II. L’ordonnance est réformée comme suit au chiffre III de son
dispositif :
III. Dit que le droit de visite de A.G.________ sur ses enfants
C.G.________ et D.G.________ s’exercera par l’intermédiaire
de Point Rencontre deux fois par mois, du vendredi au
dimanche, en fonction du calendrier d’ouverture et
conformément au règlement et aux principes de
fonctionnement de Point Rencontre, qui sont obligatoires
pour les deux parents, et sous condition que A.G.________ y
dépose son passeport au moment d’aller chercher ses
enfants, passeport qui lui sera restitué lorsqu’il les
ramènera.
Elle est confirmée pour le surplus.
III. Les frais judiciaires de deuxième instance, arrêtés à 300 fr.
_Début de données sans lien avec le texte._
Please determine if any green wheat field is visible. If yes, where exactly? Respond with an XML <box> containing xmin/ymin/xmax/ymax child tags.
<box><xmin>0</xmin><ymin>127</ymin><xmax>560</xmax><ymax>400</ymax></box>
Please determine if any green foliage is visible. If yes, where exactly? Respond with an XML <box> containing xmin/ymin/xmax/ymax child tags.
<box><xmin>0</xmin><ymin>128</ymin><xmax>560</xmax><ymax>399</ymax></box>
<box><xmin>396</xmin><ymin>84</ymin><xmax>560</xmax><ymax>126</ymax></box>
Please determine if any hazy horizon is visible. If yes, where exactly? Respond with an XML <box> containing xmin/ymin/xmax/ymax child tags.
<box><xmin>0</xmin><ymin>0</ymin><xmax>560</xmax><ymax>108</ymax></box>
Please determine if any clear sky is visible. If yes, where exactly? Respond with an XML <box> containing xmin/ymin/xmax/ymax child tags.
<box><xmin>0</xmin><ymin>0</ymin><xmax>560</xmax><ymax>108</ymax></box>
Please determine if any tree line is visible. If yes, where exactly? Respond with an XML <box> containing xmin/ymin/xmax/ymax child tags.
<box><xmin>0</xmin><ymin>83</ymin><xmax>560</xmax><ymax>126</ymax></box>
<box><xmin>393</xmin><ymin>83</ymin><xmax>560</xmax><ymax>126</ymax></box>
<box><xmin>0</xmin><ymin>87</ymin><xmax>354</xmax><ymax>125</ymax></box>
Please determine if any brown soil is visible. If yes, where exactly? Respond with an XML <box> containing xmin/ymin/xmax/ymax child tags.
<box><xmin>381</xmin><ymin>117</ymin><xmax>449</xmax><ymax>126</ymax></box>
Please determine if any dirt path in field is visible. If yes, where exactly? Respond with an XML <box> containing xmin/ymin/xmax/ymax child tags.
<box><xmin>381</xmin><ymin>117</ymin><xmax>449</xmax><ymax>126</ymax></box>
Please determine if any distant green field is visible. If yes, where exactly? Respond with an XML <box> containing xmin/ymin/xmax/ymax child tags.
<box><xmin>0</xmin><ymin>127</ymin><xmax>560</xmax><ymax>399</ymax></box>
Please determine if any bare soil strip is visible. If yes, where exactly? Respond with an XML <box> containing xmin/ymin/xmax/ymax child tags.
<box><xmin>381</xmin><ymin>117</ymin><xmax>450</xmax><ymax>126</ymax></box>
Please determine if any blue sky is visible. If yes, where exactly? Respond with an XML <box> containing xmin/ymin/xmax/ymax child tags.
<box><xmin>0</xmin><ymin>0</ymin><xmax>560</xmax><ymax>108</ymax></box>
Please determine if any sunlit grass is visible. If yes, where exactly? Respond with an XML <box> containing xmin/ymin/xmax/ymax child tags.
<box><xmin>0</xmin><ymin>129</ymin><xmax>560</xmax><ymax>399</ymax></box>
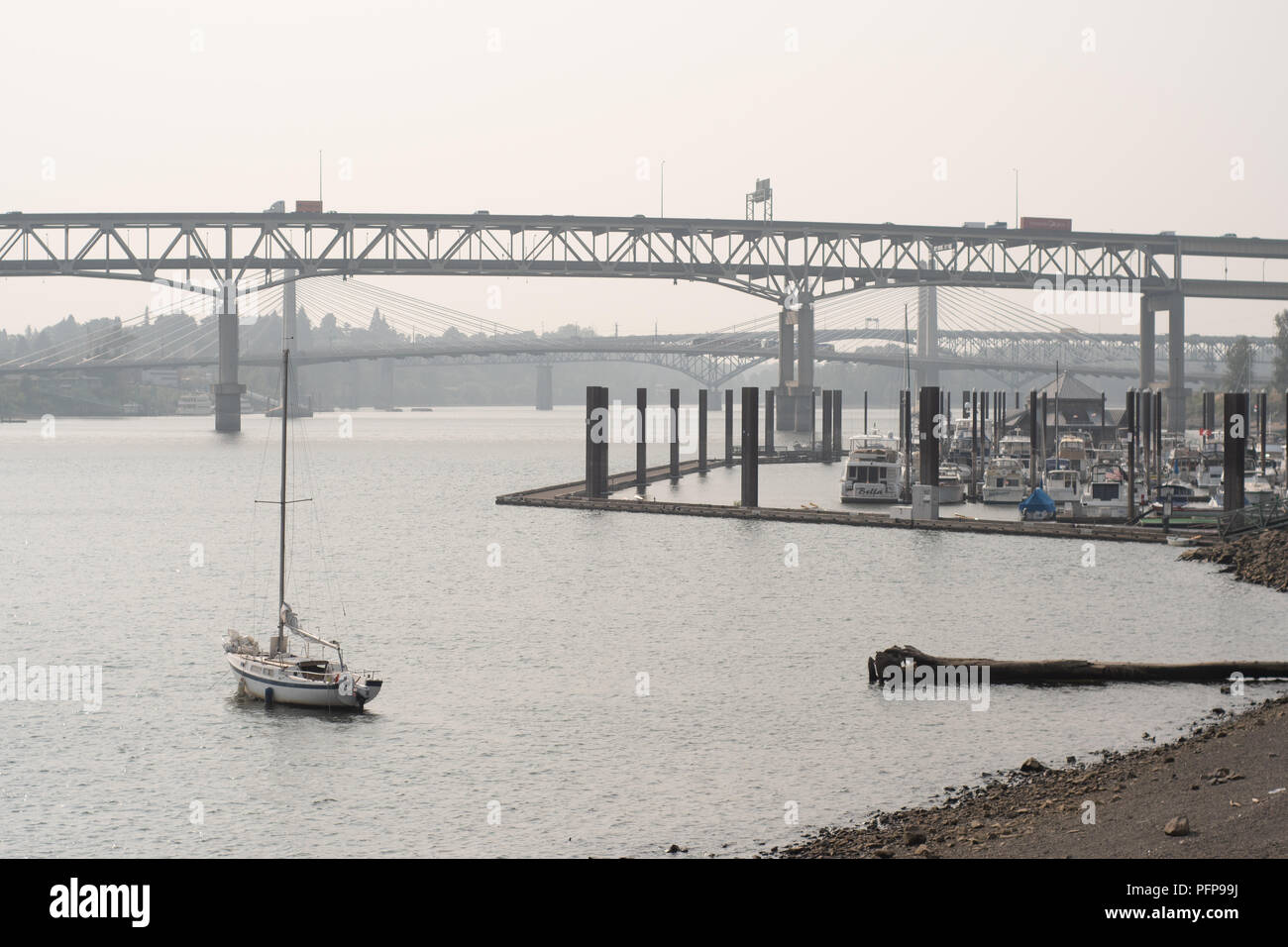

(trois cents francs) pour l’appelant et à 300 fr. (trois cents
francs) pour l’intimée, sont laissés à la charge de l’Etat.
IV. L’indemnité d’office de Me Pierre-Alain Killias, conseil d’office
de l’appelant, est arrêtée à 2'452 fr. 70 (deux mille quatre cent
-
19 -
cinquante-deux francs et septante centimes), TVA et débours
compris.
V. L’indemnité d’office de Me Marcel Paris, conseil d’office de
l’intimée, est arrêtée à 2'386 fr. 60 (deux mille trois cent
huitante-six francs et soixante centimes), TVA et débours
compris.
VI. Les bénéficiaires de l’assistance judiciaire sont, dans la mesure
de l’art. 132 CPC, tenus au remboursement de la part des frais
judiciaires et de l’indemnité à leur conseil d’office mis à la
charge de l’Etat.
VII. L’arrêt motivé est exécutoire.
Le juge délégué : Le greffier :
Du 10 mars 2014
Le dispositif de l'arrêt qui précède est communiqué par écrit
aux intéressés.
Le greffier :
-
20 -
Du
L'arrêt qui précède, dont la rédaction a été approuvée à huis
clos, est notifié en expédition complète, par l'envoi de photocopies à :
-Me Pierre-Alain Killias (pour A.G.),
-Me Marcel Paris (pour B.G.).
Le présent arrêt peut faire l'objet d'un recours en matière
civile devant le Tribunal fédéral au sens des art. 72 ss LTF (loi du 17 juin
2005 sur le Tribunal fédéral – RS 173.110), cas échéant d'un recours
constitutionnel subsidiaire au sens des art. 113 ss LTF. Dans les affaires
pécuniaires, le recours en matière civile n'est recevable que si la valeur
litigieuse s'élève au moins à 15'000 fr. en matière de droit du travail et de
droit du bail à loyer, à 30'000 fr. dans les autres cas, à moins que la
contestation ne soulève une question juridique de principe (art. 74 LTF).
Ces recours doivent être déposés devant le Tribunal fédéral dans les
trente jours qui suivent la présente notification (art. 100 al. 1 LTF).
Cet arrêt est communiqué, par l'envoi de photocopies, à :
-M. le Président du Tribunal civil de l’arrondissement de Lausanne.